Q: How do I record Key Switches and Continuous Controller data into Sibelius?
I built a “Frankenstein”; using a fixedIP address I hooked a PC (slave) to a Mac which works very nicely. I use VEPro 5 server but mainly using EW Symphonic Orchestra Gold.
I saw a video on YouTube where the composer added staves to play those key switch notes and hid them, but it was not very clear. Can you explain what was done?
I haven’t seen the video you refer to, but there is no reason the technique you describe shouldn’t work. Let’s take a quick walk-through.
In Sibelius, you’ll typically be entering music one of three ways: step entering notes and data, recording in real time via Flexitime, or via MIDI import.
Let’s first look at MIDI import, since this is a standard workflow for many composers. When importing MIDI, if you have key switches in your DAW instrument tracks, uncheck “Only one staff per track” in the Instruments section of the MIDI File pane.
Sibelius will now create a braced grand staff instrument to split out your key switches automatically for you by importing notes of extreme range into a separate staff (if you haven’t already done this in your DAW).
(One caveat here is that you will very likely have to reassign instrument definitions to staves imported in this manner – the added key switches essentially indicate an unknown instrument of such extreme range, Sibelius will analyze it as a piano.)
Did you know you can create a braced grand staff of any instrument in Sibelius? You can then use one of those linked staves for recording key switches and even controller data in real time, then hiding it in the score.
One advantage of creating a braced grand staff instrument and then hiding the part of it being used for key switches and CC data is that all of the input and output assignments are automatically linked to that instrument.

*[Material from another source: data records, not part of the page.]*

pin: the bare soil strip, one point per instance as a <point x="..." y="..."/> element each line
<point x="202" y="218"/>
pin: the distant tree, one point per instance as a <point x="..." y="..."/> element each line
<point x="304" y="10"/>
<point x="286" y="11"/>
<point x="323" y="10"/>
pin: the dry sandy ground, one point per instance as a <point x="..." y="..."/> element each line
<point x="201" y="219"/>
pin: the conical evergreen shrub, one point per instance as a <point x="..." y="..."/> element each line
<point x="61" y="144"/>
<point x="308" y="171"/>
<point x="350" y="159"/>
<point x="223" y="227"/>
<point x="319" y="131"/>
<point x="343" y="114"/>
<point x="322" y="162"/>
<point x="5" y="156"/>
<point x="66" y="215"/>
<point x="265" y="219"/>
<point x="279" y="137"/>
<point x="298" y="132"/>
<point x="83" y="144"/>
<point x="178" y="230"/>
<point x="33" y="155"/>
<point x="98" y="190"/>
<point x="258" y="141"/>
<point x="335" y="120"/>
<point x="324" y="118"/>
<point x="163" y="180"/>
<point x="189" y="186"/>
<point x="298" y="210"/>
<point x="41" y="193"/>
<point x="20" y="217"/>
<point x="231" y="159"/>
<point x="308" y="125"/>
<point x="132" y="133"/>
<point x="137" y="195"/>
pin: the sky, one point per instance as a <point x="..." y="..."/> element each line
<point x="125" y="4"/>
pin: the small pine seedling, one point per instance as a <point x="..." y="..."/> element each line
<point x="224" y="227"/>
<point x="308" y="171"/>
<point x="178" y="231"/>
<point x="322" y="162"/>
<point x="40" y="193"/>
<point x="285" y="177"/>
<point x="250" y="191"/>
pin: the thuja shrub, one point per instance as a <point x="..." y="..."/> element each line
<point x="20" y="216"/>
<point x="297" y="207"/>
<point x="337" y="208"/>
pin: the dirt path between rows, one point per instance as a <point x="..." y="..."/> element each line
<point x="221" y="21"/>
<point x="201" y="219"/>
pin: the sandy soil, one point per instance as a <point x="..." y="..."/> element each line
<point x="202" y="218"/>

To do this in Sibelius 7 or later, select “Add or Remove” in the Instruments Pane of the Home tab. (In Sibelius 6, this is found in Create > Instruments). In the right side of the dialog, select the instrument you want to turn into a grand staff, and then choose extra staff below (or above). Here, I will create an Extra Staff Below Trumpet 3:
When you add the extra staff below, the instrument name becomes centered between them in the score. Its position will be restored after you hide the staff:
Depending on the range of the key switches for any given instrument, which are going to be outside the instrument’s normal range, you may want to change the clef of the newly created “Performance” extra staff, as shown above. This serves no purpose except visual housekeeping, as the staff will end up being hidden anyway.
(when importing a MIDI file with “Only one staff per track” unchecked, the braced grand staff created will automatically be assigned appropriate clefs.)
In the lower Tpt. 3 staff (or in a separate staff assigned in the mixer to Tpt.3), you can use Flexitime record to input notes that are keyswitches as well as controller information. In Flextime options you can layer multiple passes on the same track / staff by choosing Overdub in the flextime panel:
Key switches are generally short isolated events, so the quantization settings in the Notation panel don’t matter. However, if you wish to record the instrument notation in the same pass, you will need to set this quantization appropriately.
Another consideration is CC Controller data. If you want to input modulation wheel or any other type of controller data, you need to check “Keep Controller Messages” which is off by default:
Notation programs have a great deal more graphical overhead than a DAW. Depending on your processor, you may experience performance issues when recording lots of CC information in a single pass.
Using the Extra Staff Below method, if you record everything in one pass in Flexitime (e.g. the Keyswitches and Controller data along with the Notation), Flexitime will automatically separate out extremely low keyswitches into the lower staff. If you want to define a manual split point for the key switches, you can set this in the Notation panel of Flexitime Options:
Note that this split point can also be set during MIDI Import. The Notation tab is shared between the Flexitime and MIDI import features of Sibelius.
Of course, you can also enter these key switches manually in step time; inserting them into the lower staff instead of recording them in real time.
Here is a short passage with notation, keyswitches and modulation wheel recorded in the same pass. Sibelius does a good job of inputing everything. Note that the CC data appears in the upper staff:
(Once you complete all of the note and performance data entry for the piece, you may want to cut all of the CC data from the upper staff to the clipboard and paste it down into the “Performance” staff before hiding it. Use the advanced filter to search and select only text that contains the tilde ~ character, cut to the clipboard, then paste into the key switch staff you have created.)
Finally, it’s time to hide anything that isn’t visible music notation in the score.
Triple-click the “Performance staff, and hide the key switch notes and any controller data within it (on Mac, the keyboard shortcut is Command-Shift-H).
Now, while the staff is still highlighted, invoke Hide Empty Staves. (On Mac, the keyboard shortcut is Command-Option-Shift-H), and the “Extra Staff Below” Performance staff will disappear in Page View:
Repeat for any other “performance” staves.
While Sibelius wasn’t really designed with this particular workflow in mind, hopefully, with some experimentation, you can incorporate Key Switches and CC data into your Sibelius scores with excellent visual as well as playback results.